Genangan air setinggi hingga tiga meter, ditambah lumpur dengan ketebalan lebih dari 30 sentimeter, merendam seluruh bangunan rumah sakit. Fasilitas medis, sarana penunjang, hingga prasarana vital mengalami kerusakan berat.
Menghadapi kondisi tersebut, berbagai unsur bergerak bersama. Personel TNI, Polri, relawan, dan masyarakat bahu-membahu membersihkan puing serta lumpur yang menutupi area rumah sakit.
“Bahkan, peralatan penting seperti mobil ambulans tak lagi dapat digunakan untuk melayani masyarakat setelah banjir surut,” tulis rilis BNPB.
Perlahan namun pasti, RSUD Muda Sedia mulai bangkit. Sejak 9 Desember 2025, layanan kesehatan kepada masyarakat kembali dibuka meski masih dalam kondisi terbatas.
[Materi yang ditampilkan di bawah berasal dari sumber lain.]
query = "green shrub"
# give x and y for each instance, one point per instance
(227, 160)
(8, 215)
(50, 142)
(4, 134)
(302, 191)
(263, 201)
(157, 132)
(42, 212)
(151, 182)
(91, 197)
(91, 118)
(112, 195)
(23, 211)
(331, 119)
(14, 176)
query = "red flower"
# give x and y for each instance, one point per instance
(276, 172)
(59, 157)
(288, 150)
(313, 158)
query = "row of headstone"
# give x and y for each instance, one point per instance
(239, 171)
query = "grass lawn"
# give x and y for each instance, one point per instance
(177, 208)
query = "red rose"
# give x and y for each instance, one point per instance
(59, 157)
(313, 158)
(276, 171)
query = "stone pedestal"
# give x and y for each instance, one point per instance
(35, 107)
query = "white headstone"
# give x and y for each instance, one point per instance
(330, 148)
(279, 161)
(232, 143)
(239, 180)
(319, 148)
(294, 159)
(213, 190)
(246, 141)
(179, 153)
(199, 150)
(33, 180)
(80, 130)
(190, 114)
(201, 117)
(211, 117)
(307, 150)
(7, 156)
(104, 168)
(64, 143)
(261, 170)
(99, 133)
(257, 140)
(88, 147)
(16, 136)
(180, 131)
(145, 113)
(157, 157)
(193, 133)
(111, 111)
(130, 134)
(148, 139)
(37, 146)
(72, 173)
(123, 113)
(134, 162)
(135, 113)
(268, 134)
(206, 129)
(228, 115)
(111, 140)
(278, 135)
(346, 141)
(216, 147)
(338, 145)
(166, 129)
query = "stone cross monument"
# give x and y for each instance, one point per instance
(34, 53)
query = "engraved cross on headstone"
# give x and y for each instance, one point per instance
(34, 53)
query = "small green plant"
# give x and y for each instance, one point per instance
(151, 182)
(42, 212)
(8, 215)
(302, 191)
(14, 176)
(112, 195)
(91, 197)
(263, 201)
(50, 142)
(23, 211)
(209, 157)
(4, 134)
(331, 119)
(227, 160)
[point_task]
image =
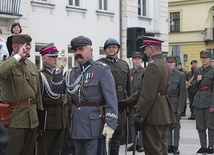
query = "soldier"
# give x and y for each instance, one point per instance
(180, 68)
(191, 90)
(3, 48)
(154, 113)
(3, 140)
(19, 79)
(204, 102)
(51, 140)
(93, 97)
(121, 73)
(136, 76)
(176, 93)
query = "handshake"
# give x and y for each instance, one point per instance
(61, 61)
(122, 105)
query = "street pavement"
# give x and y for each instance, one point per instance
(189, 141)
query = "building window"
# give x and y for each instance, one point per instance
(102, 53)
(76, 3)
(142, 11)
(38, 57)
(105, 5)
(71, 60)
(44, 1)
(175, 22)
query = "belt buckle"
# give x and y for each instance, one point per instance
(30, 101)
(119, 88)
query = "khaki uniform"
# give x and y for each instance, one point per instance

Ruang Instalasi Gawat Darurat (IGD) untuk sementara juga difungsikan untuk rawat inap untuk pasien dengan kondisi medis ringan. Sejumlah ruang rawat inap lainnya dipakai untuk memberikan layanan kesehatan dengan tingkatan keluhan medis pasien yang membutuhkan penanganan khusus.
“Di samping itu, satu ruangan khusus telah difungsikan untuk penanganan bedah minor dan persalinan.”